No Help From Florida, Miami-Dade, MLEC

Research by the Cambridge University Press points out that, like Fernandez, most gifted students suffer psychological difficulties including depression, anxiety, high levels of stress, and isolation.

With suicide being the second leading death cause amongst high school teenagers, the mental state reality of gifted kid raises a slew of alarming questions of what the gifted program creates — does the label put too much pressure on young students? Are the high expectations to blame? What should schools’ role be in helping these teens?

In Florida, the response to this has been to require students to watch a mental health video series in Edgenuity, a platform that operates on a per-student licensing model and costs the state around $350-$1,000 per student. The videos aim to tackle depression, anxiety, and how students can cope with these issues, recommending in an overly positive note actions such as meditation and taking study breaks. 

As someone who is diagnosed with Depression, Fernandez points out the videos do not help at all though — the series is but a mini bandaid on a miles-long dam fissure. 

“The [state] can do so much better than wasting money that could go towards the schools [instead of paying for] those useless videos, which are just to absolve themselves from any blame when someone eventually kills themselves,” weighs in Fernandez.

“For example, the professional school district therapist that I met up with once at the end of sophomore year [said she] could only come to [MLEC] like two-three times a month cause she was spread so thin,” she continues.

In all of Miami-Dade County Public Schools, there are only four professional support specialists to aid struggling students across what is the fourth largest school district in the nation.

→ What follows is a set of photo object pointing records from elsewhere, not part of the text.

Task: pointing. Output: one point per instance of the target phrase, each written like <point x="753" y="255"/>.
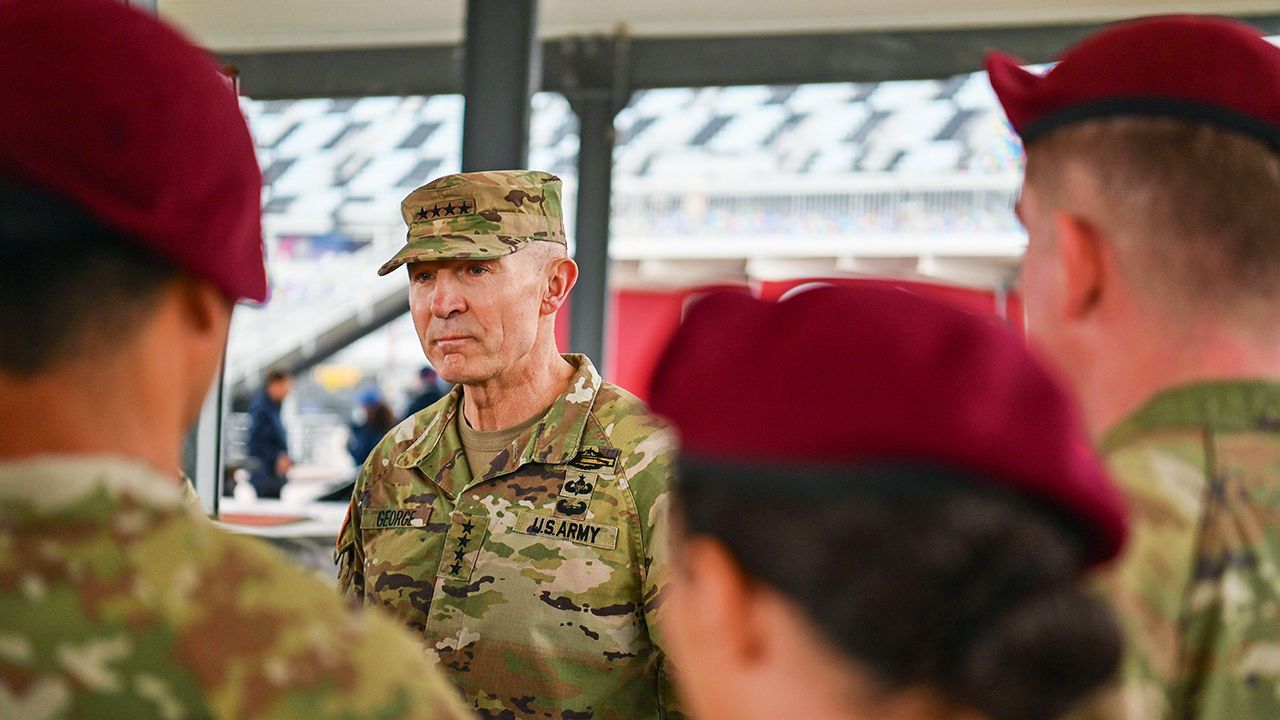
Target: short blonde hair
<point x="1194" y="209"/>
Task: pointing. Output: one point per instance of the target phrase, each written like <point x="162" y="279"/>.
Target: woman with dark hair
<point x="897" y="536"/>
<point x="378" y="420"/>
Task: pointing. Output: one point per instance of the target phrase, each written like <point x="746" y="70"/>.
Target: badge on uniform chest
<point x="572" y="505"/>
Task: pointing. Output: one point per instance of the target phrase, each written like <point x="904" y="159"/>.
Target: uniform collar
<point x="80" y="484"/>
<point x="1219" y="406"/>
<point x="553" y="440"/>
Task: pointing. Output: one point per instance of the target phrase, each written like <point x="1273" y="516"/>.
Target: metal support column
<point x="595" y="86"/>
<point x="501" y="67"/>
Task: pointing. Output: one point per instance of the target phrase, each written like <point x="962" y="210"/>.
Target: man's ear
<point x="721" y="596"/>
<point x="561" y="278"/>
<point x="1082" y="255"/>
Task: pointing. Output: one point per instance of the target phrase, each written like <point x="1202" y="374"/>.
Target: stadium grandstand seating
<point x="895" y="169"/>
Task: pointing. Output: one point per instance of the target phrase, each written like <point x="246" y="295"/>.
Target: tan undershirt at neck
<point x="483" y="446"/>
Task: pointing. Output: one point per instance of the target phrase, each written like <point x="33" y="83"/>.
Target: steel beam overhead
<point x="595" y="83"/>
<point x="684" y="62"/>
<point x="501" y="68"/>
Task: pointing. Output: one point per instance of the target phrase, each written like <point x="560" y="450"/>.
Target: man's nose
<point x="447" y="296"/>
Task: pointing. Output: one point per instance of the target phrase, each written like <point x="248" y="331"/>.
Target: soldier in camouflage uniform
<point x="517" y="524"/>
<point x="129" y="209"/>
<point x="1152" y="278"/>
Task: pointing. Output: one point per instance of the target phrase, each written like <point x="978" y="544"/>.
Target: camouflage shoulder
<point x="627" y="418"/>
<point x="268" y="639"/>
<point x="405" y="436"/>
<point x="648" y="446"/>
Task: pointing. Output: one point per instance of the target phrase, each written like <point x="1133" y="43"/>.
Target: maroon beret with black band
<point x="867" y="378"/>
<point x="117" y="113"/>
<point x="1182" y="67"/>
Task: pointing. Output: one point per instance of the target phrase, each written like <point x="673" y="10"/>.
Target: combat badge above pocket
<point x="597" y="459"/>
<point x="384" y="518"/>
<point x="574" y="531"/>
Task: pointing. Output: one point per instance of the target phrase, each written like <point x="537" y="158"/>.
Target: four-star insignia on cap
<point x="449" y="209"/>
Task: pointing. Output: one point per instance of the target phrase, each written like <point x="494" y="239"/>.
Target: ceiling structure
<point x="250" y="26"/>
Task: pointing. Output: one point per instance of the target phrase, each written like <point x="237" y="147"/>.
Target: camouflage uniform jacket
<point x="536" y="580"/>
<point x="120" y="600"/>
<point x="1198" y="588"/>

Neurodivergent students like Fernandez then find themselves speaking to non-professional counselors. 

“I’m diagnosed with stuff that obviously affects my motivation and I can’t really get actual help,” stresses Fernandez. “We could do better.”

Often, former gifted students’ pleas are reduced to calling their struggles “the gifted kid burnout” too, when in reality there’s a much bigger picture schools should be focusing on to help their struggling students. 

This student-life structure, where there’s an overwhelming emphasis on valuing academics with no regard to mental health, is creating a generation of neurodivergent teens who are shut off from receiving any help.

For students like Fernandez, the issue then doesn’t lie on the gifted program, underfunded districts, or uncaring school administrators — it lies on the entire system that permits all of these to exist.